[Python-Dev] more unicode: \U support?
Tim Peters
tim_one@email.msn.com
Thu, 27 Jul 2000 16:57:58 -0400
[/F]
> would it be a good idea to add \UXXXXXXXX
> (8 hex digits) to 2.0?
>
> (only characters in the 0000-ffff range would
> be accepted in the current version, of course).
[Tim agreed two msgs later; Guido agreed in private]
[MAL]
> I don't really get the point of adding \uXXXXXXXX
No: Fredrik's suggestion is with an uppercase U. He is not proposing to
extend the (lowercase) \u1234 notation.
> when the internal format used is UTF-16 with support for surrogates.
>
> What should \u12341234 map to in a future implementation ?

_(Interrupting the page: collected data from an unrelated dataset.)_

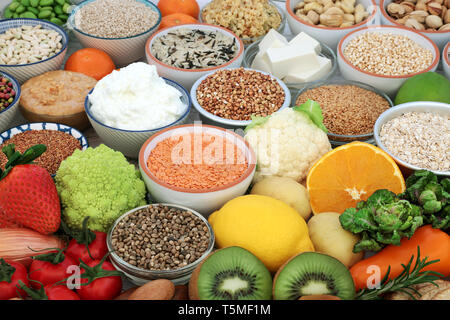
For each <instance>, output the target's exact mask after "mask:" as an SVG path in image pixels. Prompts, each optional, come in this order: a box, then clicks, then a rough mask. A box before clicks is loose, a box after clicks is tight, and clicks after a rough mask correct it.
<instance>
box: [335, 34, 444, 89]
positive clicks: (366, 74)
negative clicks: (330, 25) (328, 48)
mask: <svg viewBox="0 0 450 320" xmlns="http://www.w3.org/2000/svg"><path fill="white" fill-rule="evenodd" d="M337 57H338V66H339V69H340V71H341V74H342V76H343V77H344V78H345V79H347V80H353V81H359V82H363V83H366V84H368V85H371V86H373V87H375V88H377V89H378V90H380V91H383V92H384V93H386V94H387V95H389V96H391V97H393V96H394V95H395V93H396V92H397V90H398V89H399V88H400V86H401V85H402V84H403V82H405V81H406V79H408V78H410V77H412V76H414V75H416V74H419V73H423V72H428V71H435V70H436V68H437V65H438V62H439V57H440V54H439V49H438V47H437V46H436V44H435V43H434V42H433V41H431V40H430V39H429V38H428V37H426V36H424V35H422V34H420V33H418V32H415V31H412V30H411V29H408V28H405V27H394V26H392V27H391V26H373V27H366V28H361V29H358V30H354V31H352V32H350V33H349V34H347V35H346V36H344V37H343V38H342V39H341V41H340V42H339V45H338V50H337Z"/></svg>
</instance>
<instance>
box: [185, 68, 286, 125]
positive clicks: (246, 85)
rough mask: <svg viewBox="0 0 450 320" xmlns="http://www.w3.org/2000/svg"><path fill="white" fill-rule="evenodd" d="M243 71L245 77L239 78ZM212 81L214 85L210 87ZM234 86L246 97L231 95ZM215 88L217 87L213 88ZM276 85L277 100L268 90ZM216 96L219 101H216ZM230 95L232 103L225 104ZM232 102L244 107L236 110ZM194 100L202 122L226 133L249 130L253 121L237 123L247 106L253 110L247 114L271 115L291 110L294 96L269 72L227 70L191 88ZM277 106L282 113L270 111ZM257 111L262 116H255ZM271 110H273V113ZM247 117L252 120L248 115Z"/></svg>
mask: <svg viewBox="0 0 450 320" xmlns="http://www.w3.org/2000/svg"><path fill="white" fill-rule="evenodd" d="M239 71H240V72H242V74H238V73H239ZM231 77H232V78H231ZM234 80H236V81H234ZM210 81H211V83H212V84H211V83H208V82H210ZM230 83H231V84H232V85H233V86H234V89H235V90H237V92H239V91H241V92H242V90H243V91H244V92H245V93H244V94H242V95H239V94H238V95H237V96H234V94H230V93H229V92H228V90H231V91H233V88H232V87H230ZM211 85H212V86H215V87H214V88H213V87H211ZM273 85H275V86H277V87H278V90H277V94H279V96H274V95H273V94H272V93H270V90H269V89H268V88H269V86H273ZM212 95H214V96H215V97H217V98H215V99H214V98H213V97H212ZM221 95H223V97H221ZM226 95H229V96H228V99H226V100H225V98H224V97H225V96H226ZM281 95H283V97H284V100H283V103H282V104H281V103H280V101H281V99H280V98H281ZM199 96H201V97H202V98H205V99H207V100H208V102H207V103H206V102H202V101H201V99H199ZM269 98H270V100H269ZM231 99H236V100H235V102H233V103H235V104H236V103H239V104H240V106H239V107H236V106H234V105H232V104H231V103H230V102H229V101H230V100H231ZM191 100H192V104H193V106H194V108H195V109H196V110H197V111H198V112H199V114H200V119H201V120H202V121H203V123H205V124H210V125H216V126H219V127H223V128H226V129H243V128H245V127H246V126H248V125H249V124H250V123H251V122H252V120H251V119H249V120H237V119H233V117H235V116H241V114H238V113H236V112H237V111H236V110H238V111H240V110H243V109H244V104H245V106H247V105H248V106H249V108H250V109H251V110H247V112H249V113H251V114H252V115H256V116H265V115H269V114H271V113H273V112H277V111H280V110H282V109H284V108H288V107H289V106H290V104H291V92H290V90H289V88H288V87H287V86H286V84H285V83H284V82H283V81H281V80H280V79H278V78H277V77H274V76H273V75H271V74H269V73H267V72H264V71H260V70H254V69H250V68H226V69H222V70H219V71H215V72H210V73H208V74H206V75H204V76H202V77H201V78H199V79H198V80H197V81H196V82H195V83H194V85H193V86H192V88H191ZM227 100H228V101H227ZM255 101H256V102H255ZM205 103H206V104H207V105H206V104H205ZM263 103H264V105H265V109H260V108H262V105H263ZM273 103H278V104H279V107H278V109H276V110H273V109H271V108H270V107H269V106H271V105H272V104H273ZM256 104H258V105H256ZM228 105H230V107H227V106H228ZM226 107H227V108H226ZM255 108H257V111H258V112H259V114H258V113H257V114H255V113H254V111H255ZM267 108H269V110H268V109H267ZM213 112H214V113H213ZM261 112H262V113H261ZM246 116H248V114H247V115H246ZM235 118H236V117H235Z"/></svg>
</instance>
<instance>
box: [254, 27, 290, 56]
mask: <svg viewBox="0 0 450 320" xmlns="http://www.w3.org/2000/svg"><path fill="white" fill-rule="evenodd" d="M287 45H288V41H287V40H286V38H285V37H284V36H283V35H282V34H281V33H279V32H278V31H276V30H275V29H270V30H269V32H268V33H267V34H266V35H265V36H264V38H263V39H262V40H261V42H260V43H259V45H258V48H259V52H262V53H264V52H266V51H267V49H269V48H281V47H284V46H287Z"/></svg>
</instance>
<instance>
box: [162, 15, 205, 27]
mask: <svg viewBox="0 0 450 320" xmlns="http://www.w3.org/2000/svg"><path fill="white" fill-rule="evenodd" d="M189 23H198V20H197V19H194V18H192V17H191V16H190V15H188V14H185V13H172V14H169V15H167V16H164V17H162V19H161V24H160V25H159V29H164V28H168V27H173V26H178V25H180V24H189Z"/></svg>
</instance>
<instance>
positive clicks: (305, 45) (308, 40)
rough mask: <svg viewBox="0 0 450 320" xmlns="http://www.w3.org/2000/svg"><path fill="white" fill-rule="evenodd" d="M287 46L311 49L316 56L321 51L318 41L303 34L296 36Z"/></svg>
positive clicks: (308, 35)
mask: <svg viewBox="0 0 450 320" xmlns="http://www.w3.org/2000/svg"><path fill="white" fill-rule="evenodd" d="M289 45H299V46H305V47H306V46H309V47H312V48H313V49H314V50H315V51H316V53H317V54H319V53H320V51H321V50H322V48H321V47H320V43H319V41H317V40H316V39H314V38H313V37H311V36H310V35H308V34H306V33H305V32H300V33H299V34H298V35H296V36H295V37H294V38H293V39H292V40H291V41H289Z"/></svg>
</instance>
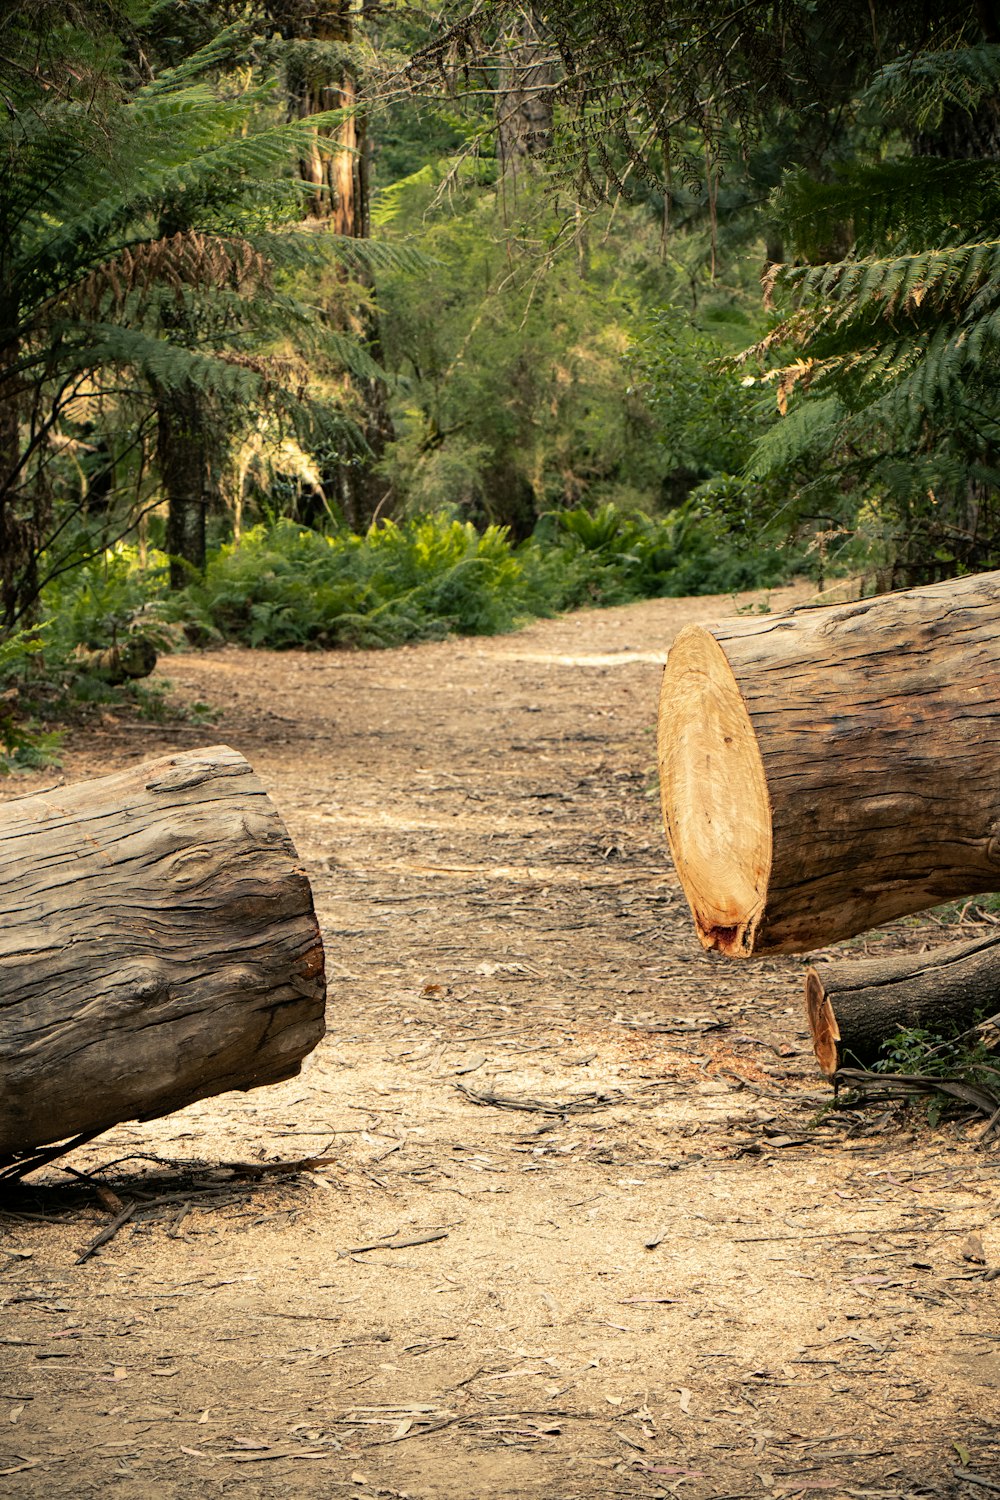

> Two Python (UTF-16) Unicode characters ?
\U12345678 is C99's ISO 10646 notation; as such, it can't always be mapped
to UTF-16.
> See
>
> http://java.sun.com/docs/books/jls/second_edition/html/lexical.doc
.html#100850
>
> for how Java defines \uXXXX...
Which I pushed for from the start, and nobody is seeking to change.
> We're following an industry standard here ;-)
\U12345678 is also an industry standard, but in a more recent language (than
Java) that had more time to consider the eventual implications of Unicode's
limitations. We reserve the notation now so that it's possible to outgrow
Unicode later.